Overall, CounterSpy showcases a fair share of successes and failures relative to certain aspects of the game. The inclusion of formulas and random level generation play their roles well toward trying to preserve a desire to keep coming back to the game for more. That being said, these options are still somewhat limited and can only go so far. The foundation that CounterSpy was built on is more on-point with arcade style gamers and high score seekers. Those seeking to get away from a rinse and repeat experience should probably venture elsewhere. Personally, I feel that some of the more clever design and gameplay decisions make up for lost ground.
There’s enough substance here for Dynamighty to ask players to stay or try again but the jest of the game does expose itself rather quickly.

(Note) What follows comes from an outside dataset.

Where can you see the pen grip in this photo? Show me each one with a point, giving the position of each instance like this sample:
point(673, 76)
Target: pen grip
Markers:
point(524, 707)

At a $15 price point and with cross save and cross buy capability across all current Sony platforms, there is still merit for Counterspy to have. The game dynamic does feel tailor made for mobile and on-the-go usage.
Take my final score with a grain of salt if you prefer as I imagine playing CounterSpy on the Vita would probably seem a little more practical in comparison to the version I played on PlayStation 4.